MH: Nigel, do you think the next decade is going to embrace this with the gusto we’re all feeling?
NL: It’s inevitable. The challenge is making sure that we remain a people-first organisation, and that we use technology to enable our people to work better, as opposed to the technology tail wagging the dog. But we now need to review how we operate the process to make sure that we’re making the best use of technology. But at all times remain ‘people-first’.
RS: Three key things, for me. The rapid change of the last two years has dramatically changed people’s propensity to change. And that’s a great opportunity. People are prepared to try to do new things that they might have been reluctant to do. So they’re much more open to changing processes and systems, because they’ve seen that forced on them. And it’s worked well. It’s worked well and it’s worked quite rapidly.
As a profession, we have great opportunities to automate.

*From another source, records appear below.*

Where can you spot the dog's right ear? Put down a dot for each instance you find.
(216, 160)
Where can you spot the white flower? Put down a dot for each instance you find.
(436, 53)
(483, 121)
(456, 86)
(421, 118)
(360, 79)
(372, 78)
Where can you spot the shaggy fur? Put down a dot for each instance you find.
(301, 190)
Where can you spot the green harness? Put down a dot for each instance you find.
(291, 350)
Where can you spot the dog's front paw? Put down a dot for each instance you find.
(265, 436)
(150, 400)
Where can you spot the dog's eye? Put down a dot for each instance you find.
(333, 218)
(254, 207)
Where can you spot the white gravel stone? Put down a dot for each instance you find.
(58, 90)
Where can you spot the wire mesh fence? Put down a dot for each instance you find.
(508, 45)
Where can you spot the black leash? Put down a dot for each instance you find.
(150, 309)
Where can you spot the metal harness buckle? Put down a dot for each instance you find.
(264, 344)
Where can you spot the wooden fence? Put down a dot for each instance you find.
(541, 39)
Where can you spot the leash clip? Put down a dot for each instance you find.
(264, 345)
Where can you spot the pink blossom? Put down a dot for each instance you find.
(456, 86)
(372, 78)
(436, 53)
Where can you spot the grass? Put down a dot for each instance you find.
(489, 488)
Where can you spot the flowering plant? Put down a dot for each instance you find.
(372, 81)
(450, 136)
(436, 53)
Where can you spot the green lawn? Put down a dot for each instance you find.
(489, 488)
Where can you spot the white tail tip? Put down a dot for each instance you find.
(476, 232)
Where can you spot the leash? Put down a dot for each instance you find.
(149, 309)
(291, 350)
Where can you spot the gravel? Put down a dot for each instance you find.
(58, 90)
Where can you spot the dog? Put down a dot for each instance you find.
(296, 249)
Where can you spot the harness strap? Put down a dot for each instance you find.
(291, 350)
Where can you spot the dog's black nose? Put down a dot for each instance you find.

And as a business from an HR and leadership development point of view, how do we train people to do the high level stuff if they’ve never done the low level stuff that we’ve automated? So we’re going to have to change our learning development structures around that. I’m not sure we’re 100% ready for that - teaching people to be experts on something they’ve never done the basics on it is probably quite challenging.
MH: Gentlemen, thank you very much. I think I do feel like we could probably go on for another couple of hours. But sadly, we’re not allowed to. Thank you very much for your input.